Des hormones d'origine médicale déversées par les usines d'épuration provoquent des changements de sexe et une baisse de la fertilité chez les poissons en aval de Montréal, selon une nouvelle étude de l'Université de Montréal.

L'étude soulève un doute sur les impacts possibles de cette contamination sur la santé humaine, par l'eau potable ou la consommation de poisson, selon un spécialiste de l'Institut Armand-Frappier.

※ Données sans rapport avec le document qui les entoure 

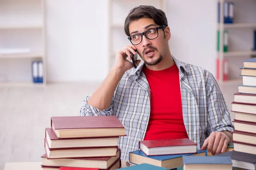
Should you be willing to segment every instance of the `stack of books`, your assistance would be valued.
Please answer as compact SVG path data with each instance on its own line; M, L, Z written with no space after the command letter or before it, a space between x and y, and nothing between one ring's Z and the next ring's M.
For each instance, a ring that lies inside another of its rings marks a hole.
M147 164L169 169L183 166L183 156L205 156L206 150L197 150L188 139L140 141L140 150L129 153L132 164Z
M51 126L45 130L44 170L121 167L118 140L125 128L116 116L52 117Z
M241 68L243 84L234 94L232 111L234 150L256 154L256 58L244 61Z

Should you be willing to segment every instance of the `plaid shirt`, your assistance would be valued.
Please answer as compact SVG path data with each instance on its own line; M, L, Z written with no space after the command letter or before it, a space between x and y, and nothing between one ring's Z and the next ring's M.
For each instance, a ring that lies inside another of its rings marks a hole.
M232 132L234 126L212 75L172 57L179 71L184 124L189 139L200 149L212 132ZM101 110L88 105L90 96L87 96L80 110L81 116L115 115L118 118L125 127L127 135L119 139L122 160L128 160L129 152L139 150L139 141L143 140L149 120L150 89L142 71L143 65L125 72L109 108Z

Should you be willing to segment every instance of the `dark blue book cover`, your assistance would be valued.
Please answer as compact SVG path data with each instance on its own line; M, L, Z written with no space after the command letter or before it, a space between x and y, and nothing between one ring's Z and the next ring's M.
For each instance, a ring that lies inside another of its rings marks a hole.
M122 170L169 170L169 169L165 167L157 167L148 164L141 164L120 169Z
M214 156L230 156L233 160L256 164L256 155L235 150L216 155Z
M205 156L207 155L207 150L197 150L196 153L186 153L186 154L176 154L176 155L160 155L160 156L147 156L145 155L143 152L142 152L140 150L136 150L133 152L131 152L130 153L134 153L137 155L139 155L141 156L146 157L148 158L150 158L152 159L156 159L158 161L165 161L168 159L173 159L174 158L179 158L180 157L182 157L183 156L189 156L192 155L197 153L202 153L205 152ZM132 163L132 162L131 162Z
M232 164L229 156L183 156L183 164Z
M253 58L250 59L246 60L243 61L243 62L256 62L256 58Z

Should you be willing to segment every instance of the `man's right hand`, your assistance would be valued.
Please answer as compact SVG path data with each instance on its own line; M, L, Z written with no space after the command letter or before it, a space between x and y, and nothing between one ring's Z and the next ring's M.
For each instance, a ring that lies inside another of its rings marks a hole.
M127 58L131 60L131 53L132 53L136 55L135 50L137 49L135 46L132 45L127 45L122 50L118 50L116 54L115 64L113 67L121 69L124 73L127 70L132 68L133 65L132 62L128 61ZM138 65L140 60L135 61L135 63Z

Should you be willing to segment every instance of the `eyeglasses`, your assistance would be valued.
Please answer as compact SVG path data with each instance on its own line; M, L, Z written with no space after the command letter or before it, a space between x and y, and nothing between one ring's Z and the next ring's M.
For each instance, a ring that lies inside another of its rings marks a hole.
M142 41L142 36L145 35L146 38L149 40L153 40L158 37L158 30L159 29L164 29L165 26L160 26L154 28L150 28L141 33L137 34L128 37L128 40L131 41L131 43L135 45L140 44Z

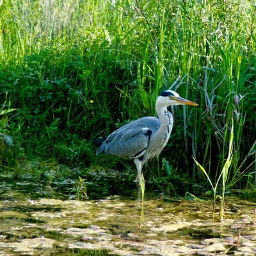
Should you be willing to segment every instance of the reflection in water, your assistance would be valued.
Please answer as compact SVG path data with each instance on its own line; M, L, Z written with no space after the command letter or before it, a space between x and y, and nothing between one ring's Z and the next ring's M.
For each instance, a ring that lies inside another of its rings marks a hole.
M44 191L35 183L0 185L4 255L256 253L254 202L227 197L220 222L212 220L211 200L146 195L143 203L117 196L77 201L63 191L40 198Z

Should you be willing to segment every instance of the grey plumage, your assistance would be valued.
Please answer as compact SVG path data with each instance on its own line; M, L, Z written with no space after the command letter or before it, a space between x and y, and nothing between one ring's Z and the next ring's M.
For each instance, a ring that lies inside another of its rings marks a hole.
M175 92L163 92L158 97L156 104L159 118L143 117L124 125L106 138L95 140L95 144L102 142L96 154L104 152L133 159L137 167L140 186L143 164L149 159L157 157L169 140L173 120L167 107L185 104L198 106L195 102L180 97Z
M160 120L146 116L124 125L107 137L96 154L104 152L107 155L115 155L132 158L148 146L150 132L156 132L161 125Z

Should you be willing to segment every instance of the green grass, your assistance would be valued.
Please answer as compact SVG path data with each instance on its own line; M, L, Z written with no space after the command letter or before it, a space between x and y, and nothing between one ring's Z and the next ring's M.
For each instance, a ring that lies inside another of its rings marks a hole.
M193 156L217 182L234 120L226 188L255 186L255 4L3 1L0 132L13 137L17 161L40 156L90 167L97 161L92 139L154 115L159 92L171 88L200 106L172 108L161 157L180 177L205 179ZM159 165L150 172L146 180L166 176Z

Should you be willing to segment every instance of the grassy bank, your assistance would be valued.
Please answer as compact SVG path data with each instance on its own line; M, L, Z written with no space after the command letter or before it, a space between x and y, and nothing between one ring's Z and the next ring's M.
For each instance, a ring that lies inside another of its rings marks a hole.
M255 186L255 10L234 0L3 0L0 132L15 150L3 138L1 164L22 172L24 159L51 158L118 168L95 157L92 140L154 115L159 91L170 88L200 106L172 108L166 161L150 164L147 178L204 179L193 155L217 180L234 123L226 181Z

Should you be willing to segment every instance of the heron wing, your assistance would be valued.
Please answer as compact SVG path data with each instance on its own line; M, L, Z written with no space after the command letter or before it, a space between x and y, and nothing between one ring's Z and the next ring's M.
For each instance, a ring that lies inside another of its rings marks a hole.
M104 151L124 158L139 157L145 154L152 133L160 125L160 120L155 117L143 117L131 122L108 136L97 154Z

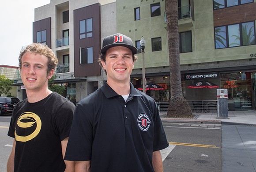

«Il y a un risque potentiel pour la santé, dit Daniel Cyr, biologiste et pharmacologue. On ne sait pas, c'est la grosse question. Certaines hormones devraient être enlevées par le charbon activé des usines de traitement, mais pour les autres, on ne sait pas.»

«Les hormones régulent les fonctions du corps, dit-il. Si une hormone est activée trop tôt ou trop tard, il y a des impacts sur le développement. On sait aussi que les hormones agissent sur les cancers de la prostate ou les cancers du sein.»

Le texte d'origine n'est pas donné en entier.